Abstract:The advent of sixth-generation (6G) places intelligence at the core of wireless architecture, fusing perception, communication, and computation into a single closed-loop. This paper argues that large artificial intelligence models (LAMs) can endow base stations with perception, reasoning, and acting capabilities, thus transforming them into intelligent base station agents (IBSAs). We first review the historical evolution of BSs from single-functional analog infrastructure to distributed, software-defined, and finally LAM-empowered IBSA, highlighting the accompanying changes in architecture, hardware platforms, and deployment. We then present an IBSA architecture that couples a perception-cognition-execution pipeline with cloud-edge-end collaboration and parameter-efficient adaptation. Subsequently,we study two representative scenarios: (i) cooperative vehicle-road perception for autonomous driving, and (ii) ubiquitous base station support for low-altitude uncrewed aerial vehicle safety monitoring and response against unauthorized drones. On this basis, we analyze key enabling technologies spanning LAM design and training, efficient edge-cloud inference, multi-modal perception and actuation, as well as trustworthy security and governance.
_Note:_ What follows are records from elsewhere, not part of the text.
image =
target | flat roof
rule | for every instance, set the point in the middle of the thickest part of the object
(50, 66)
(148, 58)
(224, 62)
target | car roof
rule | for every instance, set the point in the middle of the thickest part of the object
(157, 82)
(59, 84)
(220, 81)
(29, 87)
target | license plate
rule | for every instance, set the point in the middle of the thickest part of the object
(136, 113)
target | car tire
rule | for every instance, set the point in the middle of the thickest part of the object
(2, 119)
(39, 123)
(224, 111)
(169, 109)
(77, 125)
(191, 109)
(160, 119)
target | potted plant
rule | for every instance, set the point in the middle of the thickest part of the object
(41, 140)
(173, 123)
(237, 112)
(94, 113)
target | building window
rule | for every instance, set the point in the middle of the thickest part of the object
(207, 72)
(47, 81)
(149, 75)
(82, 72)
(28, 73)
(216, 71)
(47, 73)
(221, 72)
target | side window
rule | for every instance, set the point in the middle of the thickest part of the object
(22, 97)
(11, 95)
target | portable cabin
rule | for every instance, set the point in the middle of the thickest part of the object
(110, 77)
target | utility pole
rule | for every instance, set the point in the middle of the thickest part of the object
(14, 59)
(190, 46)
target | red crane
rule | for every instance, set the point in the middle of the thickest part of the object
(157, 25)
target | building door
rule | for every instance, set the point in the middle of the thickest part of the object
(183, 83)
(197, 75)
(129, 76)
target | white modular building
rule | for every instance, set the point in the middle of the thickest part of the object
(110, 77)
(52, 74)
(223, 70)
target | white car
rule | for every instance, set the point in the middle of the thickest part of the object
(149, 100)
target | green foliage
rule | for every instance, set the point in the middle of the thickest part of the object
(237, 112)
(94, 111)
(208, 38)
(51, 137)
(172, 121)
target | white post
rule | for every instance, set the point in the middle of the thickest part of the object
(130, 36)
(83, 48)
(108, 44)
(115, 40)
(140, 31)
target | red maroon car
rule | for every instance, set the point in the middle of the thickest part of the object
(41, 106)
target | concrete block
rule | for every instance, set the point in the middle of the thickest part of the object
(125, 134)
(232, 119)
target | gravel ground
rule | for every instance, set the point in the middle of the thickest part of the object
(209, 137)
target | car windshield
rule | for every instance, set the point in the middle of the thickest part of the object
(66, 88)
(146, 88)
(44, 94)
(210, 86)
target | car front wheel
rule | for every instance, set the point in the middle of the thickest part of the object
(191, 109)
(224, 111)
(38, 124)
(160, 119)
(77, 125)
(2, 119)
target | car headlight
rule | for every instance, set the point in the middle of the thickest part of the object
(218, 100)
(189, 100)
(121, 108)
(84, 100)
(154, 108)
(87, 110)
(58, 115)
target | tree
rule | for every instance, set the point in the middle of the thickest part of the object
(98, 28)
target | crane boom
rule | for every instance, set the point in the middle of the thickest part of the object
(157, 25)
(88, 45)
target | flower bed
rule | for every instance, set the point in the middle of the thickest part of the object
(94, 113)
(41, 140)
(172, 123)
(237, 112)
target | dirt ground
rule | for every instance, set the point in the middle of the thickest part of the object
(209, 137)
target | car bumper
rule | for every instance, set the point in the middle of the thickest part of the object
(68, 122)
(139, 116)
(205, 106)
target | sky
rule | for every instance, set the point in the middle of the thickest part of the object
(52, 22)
We further propose a holistic evaluation framework and benchmark considerations that jointly cover communication performance, perception accuracy, decision-making reliability, safety, and energy efficiency. Finally, we distill open challenges on benchmarks, continual adaptation, trustworthy decision-making, and standardization. Together, this work positions LAM-enabled IBSAs as a practical path toward integrated perception, communication, and computation native, safety-critical 6G systems.